- Born: 1964 (age 61–62) Almaty, Kazakh SSR, Soviet Union
- Known for: Sculpture, ceramics, tapestries

= Eduard Kazarian =

Kazakhstani sculptor

Eduard Kazarian (born 1964) is a Kazakhstani sculptor of Armenian descent whose works range from small bronzes to monumental public art. His materials include bronze, ceramics, and steel; he has also produced tapestries, graphic works, and designer jewelry. Since the early 1990s he has exhibited widely in Kazakhstan and abroad, and his sculptures are held in public and corporate collections internationally.

== Early life and education ==
Kazarian was born in Almaty in 1964. He studied sculpture at the Almaty State Theater and Art Institute (now the Kazakh National Academy of Arts), graduating in 1991.

== Career ==
Kazarian has presented numerous solo and group exhibitions in Kazakhstan and abroad. In 2019 the Abylkhan Kasteev State Museum of Arts in Almaty hosted his solo exhibition In the Artist's Studio, which featured bronze and ceramic works, monumental reliefs, and textile art.

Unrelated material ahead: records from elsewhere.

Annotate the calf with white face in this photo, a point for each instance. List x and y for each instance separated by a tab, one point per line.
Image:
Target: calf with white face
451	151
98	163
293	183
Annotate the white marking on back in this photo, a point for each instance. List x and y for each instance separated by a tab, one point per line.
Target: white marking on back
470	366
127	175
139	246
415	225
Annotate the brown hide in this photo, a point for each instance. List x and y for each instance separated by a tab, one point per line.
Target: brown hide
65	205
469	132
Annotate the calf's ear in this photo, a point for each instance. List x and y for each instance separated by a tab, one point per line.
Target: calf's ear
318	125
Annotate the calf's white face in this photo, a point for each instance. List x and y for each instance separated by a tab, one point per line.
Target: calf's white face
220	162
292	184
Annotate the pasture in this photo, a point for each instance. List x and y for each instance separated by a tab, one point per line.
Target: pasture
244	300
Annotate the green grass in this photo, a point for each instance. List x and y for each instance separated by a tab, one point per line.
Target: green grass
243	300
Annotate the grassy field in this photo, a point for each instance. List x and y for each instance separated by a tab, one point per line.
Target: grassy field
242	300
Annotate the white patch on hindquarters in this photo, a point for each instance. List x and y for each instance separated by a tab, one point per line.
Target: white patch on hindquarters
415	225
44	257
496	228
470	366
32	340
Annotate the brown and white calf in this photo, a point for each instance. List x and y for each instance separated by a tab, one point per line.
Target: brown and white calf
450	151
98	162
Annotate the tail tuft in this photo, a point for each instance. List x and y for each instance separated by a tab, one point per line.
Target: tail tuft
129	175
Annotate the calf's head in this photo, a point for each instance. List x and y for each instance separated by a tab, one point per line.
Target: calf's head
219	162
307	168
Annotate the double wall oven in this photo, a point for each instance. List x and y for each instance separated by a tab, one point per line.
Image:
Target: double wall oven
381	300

That same year, he participated in the group exhibition Triumvirart at ForteBank Kulanshi ArtSpace in Astana (now Nur-Sultan), alongside fellow Kazakh artists Erbol Noda and Bakhytbek Bekeev.

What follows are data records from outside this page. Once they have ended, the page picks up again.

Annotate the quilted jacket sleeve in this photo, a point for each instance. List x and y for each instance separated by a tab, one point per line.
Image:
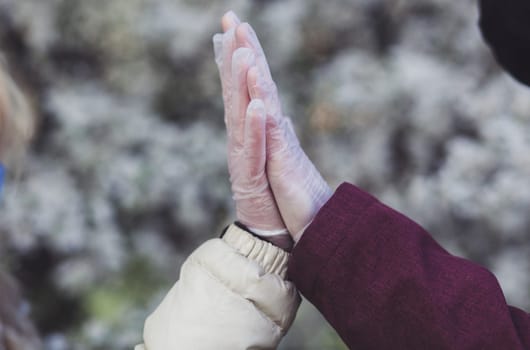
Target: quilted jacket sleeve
232	294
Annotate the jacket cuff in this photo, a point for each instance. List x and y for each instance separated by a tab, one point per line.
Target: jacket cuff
271	258
325	234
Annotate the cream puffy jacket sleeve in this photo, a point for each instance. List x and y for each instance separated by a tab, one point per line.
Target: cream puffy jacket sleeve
232	294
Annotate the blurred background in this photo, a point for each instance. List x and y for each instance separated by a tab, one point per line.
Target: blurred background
127	173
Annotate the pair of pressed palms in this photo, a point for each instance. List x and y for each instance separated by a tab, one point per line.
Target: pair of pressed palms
276	188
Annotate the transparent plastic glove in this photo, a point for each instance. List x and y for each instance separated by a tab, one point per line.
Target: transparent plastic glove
299	189
245	123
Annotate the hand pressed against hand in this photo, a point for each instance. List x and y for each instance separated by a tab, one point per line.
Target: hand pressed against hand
245	123
299	189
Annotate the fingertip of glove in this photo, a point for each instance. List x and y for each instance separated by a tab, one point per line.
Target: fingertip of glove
229	20
218	48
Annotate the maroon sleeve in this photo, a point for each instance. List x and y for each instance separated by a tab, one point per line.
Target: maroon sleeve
383	283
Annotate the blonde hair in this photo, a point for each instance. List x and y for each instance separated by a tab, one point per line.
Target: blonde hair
16	119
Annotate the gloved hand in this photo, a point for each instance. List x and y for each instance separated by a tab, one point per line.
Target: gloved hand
299	189
245	123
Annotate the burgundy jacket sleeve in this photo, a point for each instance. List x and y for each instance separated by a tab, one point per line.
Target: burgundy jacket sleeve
383	283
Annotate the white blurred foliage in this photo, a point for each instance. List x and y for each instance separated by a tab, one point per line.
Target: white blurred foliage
429	125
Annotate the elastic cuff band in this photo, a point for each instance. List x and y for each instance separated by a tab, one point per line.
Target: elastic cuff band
271	258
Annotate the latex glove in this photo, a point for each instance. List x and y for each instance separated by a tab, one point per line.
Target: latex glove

His public commissions include a variety of sculptural installations in Kazakhstan and abroad. He is also active as a curator and cultural organizer, co-curating the First Eurasian Sculpture Biennale during the EXPO-2017 cultural program and founding the Kazarian Art Center in Almaty in 2015.

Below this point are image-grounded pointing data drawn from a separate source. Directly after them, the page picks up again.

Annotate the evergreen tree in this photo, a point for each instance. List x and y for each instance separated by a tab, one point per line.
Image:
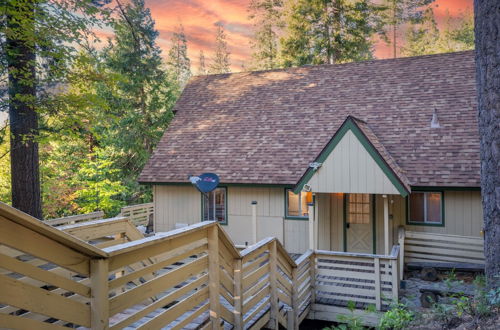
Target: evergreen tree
427	38
178	60
328	31
399	12
202	68
267	23
220	62
38	40
145	93
487	37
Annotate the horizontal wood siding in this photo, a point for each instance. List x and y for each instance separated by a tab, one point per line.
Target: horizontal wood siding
296	236
463	215
350	169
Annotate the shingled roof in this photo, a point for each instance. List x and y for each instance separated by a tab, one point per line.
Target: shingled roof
266	127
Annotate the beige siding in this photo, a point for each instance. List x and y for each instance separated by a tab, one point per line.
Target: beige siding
350	169
182	204
296	236
463	215
323	211
175	204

== Selected public and commissioned works ==
- Heart (2018–2019) – sculpture representing Kazakhstan in the Reviving Humanity Memorial, Sharm el-Sheikh, Egypt.
- The Beatles Bench (2007) – public sculpture on Kok-Tobe Hill, Almaty, commissioned by the Seimar Foundation.
- Mountain Guard (2020) – bronze installation at the Embassy of Kazakhstan in Paris, France.

== Collections ==
Kazarian's works are held by institutions such as the World Bank Art Program (Washington, D.C.) and by the Abylkhan Kasteev State Museum of Arts (Almaty). Additional holdings in museums and corporate collections in Kazakhstan and abroad have been reported in local media.

== Awards ==
- 2019 – Mädeniet salasynyn üzdigi ("Excellence in Culture") badge from the Ministry of Culture and Sports of the Republic of Kazakhstan.
- 2011 – Gold Medal of the Ministry of Culture of Armenia.
- 2012 – Altyn Adam – Person of the Year national award ("People's Love and Creative Achievements").
- 2000 – Tarlan independent award in culture ("New Name – Hope").

== Style and themes ==
Kazarian's works frequently explore the relationship between humanity, nature, and the cosmos. His preferred materials include bronze, ceramics, and steel, while his motifs often draw on mythological or archetypal imagery interpreted through contemporary forms.